Für Kaiserslautern wäre der Abstieg eine Katastrophe

Kaiserslautern . Erwin Saile liebt seine Heimat. Die Wälder um Kaiserslautern, die Nähe zu Frankreich, die kulinarischen Errungenschaften der Pfalz und natürlich die Fußballer des 1. FC Kaiserslautern. Von seinem Arbeitsplatz im Rathaus aus hat der Geschäftsführer der Stadion GmbH und WM-Koordinator der Stadt alles im Blick. Mitten im Zentrum gelegen, überragt der Bau alles andere. Der FCK ist für Saile so etwas wie eine Versicherung, dass das Leben in der Westpfalz weitergeht. In diesen stürmischen Tagen aber muss Saile leiden.
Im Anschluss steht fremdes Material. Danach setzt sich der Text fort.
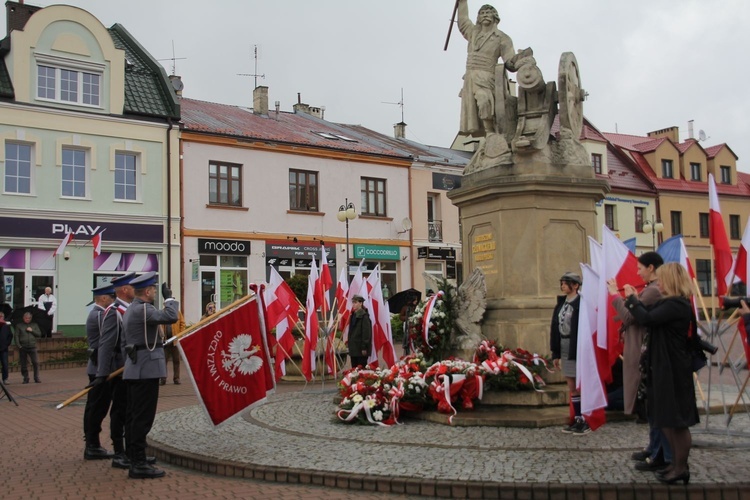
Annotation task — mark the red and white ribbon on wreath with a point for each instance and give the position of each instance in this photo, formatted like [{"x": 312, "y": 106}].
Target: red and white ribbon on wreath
[
  {"x": 363, "y": 405},
  {"x": 395, "y": 393},
  {"x": 429, "y": 307}
]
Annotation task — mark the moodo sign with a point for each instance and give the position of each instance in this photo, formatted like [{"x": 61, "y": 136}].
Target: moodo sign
[{"x": 224, "y": 247}]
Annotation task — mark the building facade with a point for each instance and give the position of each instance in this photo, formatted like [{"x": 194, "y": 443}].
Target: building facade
[{"x": 87, "y": 133}]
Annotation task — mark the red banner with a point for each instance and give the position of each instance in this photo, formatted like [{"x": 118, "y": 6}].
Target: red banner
[{"x": 225, "y": 360}]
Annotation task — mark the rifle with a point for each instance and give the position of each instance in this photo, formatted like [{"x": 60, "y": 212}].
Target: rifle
[{"x": 450, "y": 27}]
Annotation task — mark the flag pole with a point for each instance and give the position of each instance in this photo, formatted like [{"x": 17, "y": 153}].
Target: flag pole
[{"x": 190, "y": 329}]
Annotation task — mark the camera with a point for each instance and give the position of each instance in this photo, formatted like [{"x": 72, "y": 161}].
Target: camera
[
  {"x": 732, "y": 302},
  {"x": 707, "y": 346}
]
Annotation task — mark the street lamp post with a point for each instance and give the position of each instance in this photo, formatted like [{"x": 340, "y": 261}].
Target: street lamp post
[
  {"x": 346, "y": 213},
  {"x": 653, "y": 226}
]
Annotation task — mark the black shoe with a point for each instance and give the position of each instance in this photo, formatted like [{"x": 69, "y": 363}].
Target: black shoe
[
  {"x": 669, "y": 479},
  {"x": 120, "y": 461},
  {"x": 96, "y": 453},
  {"x": 650, "y": 465},
  {"x": 142, "y": 470}
]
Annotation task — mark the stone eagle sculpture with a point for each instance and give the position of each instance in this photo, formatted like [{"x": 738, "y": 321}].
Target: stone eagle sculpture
[{"x": 468, "y": 310}]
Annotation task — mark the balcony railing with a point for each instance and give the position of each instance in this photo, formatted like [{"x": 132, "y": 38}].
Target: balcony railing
[{"x": 435, "y": 231}]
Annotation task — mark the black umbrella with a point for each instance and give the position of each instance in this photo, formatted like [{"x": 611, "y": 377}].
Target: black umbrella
[
  {"x": 399, "y": 300},
  {"x": 38, "y": 316}
]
Er seufzt tief und sagt: „Wir hätten bei einem Abstieg ein großes wirtschaftliches Problem, da hängen viele Arbeitsplätze dran. Für die Stadt und die Region wäre das eine Katastrophe.“ Nicht nur, weil die Stadt, die für 48,3 Millionen Euro dem maroden Klub das Fritz-Walter-Stadion abkaufte, dann um die jährliche Stadionmiete von 3,2 Millionen Euro fürchten müsste.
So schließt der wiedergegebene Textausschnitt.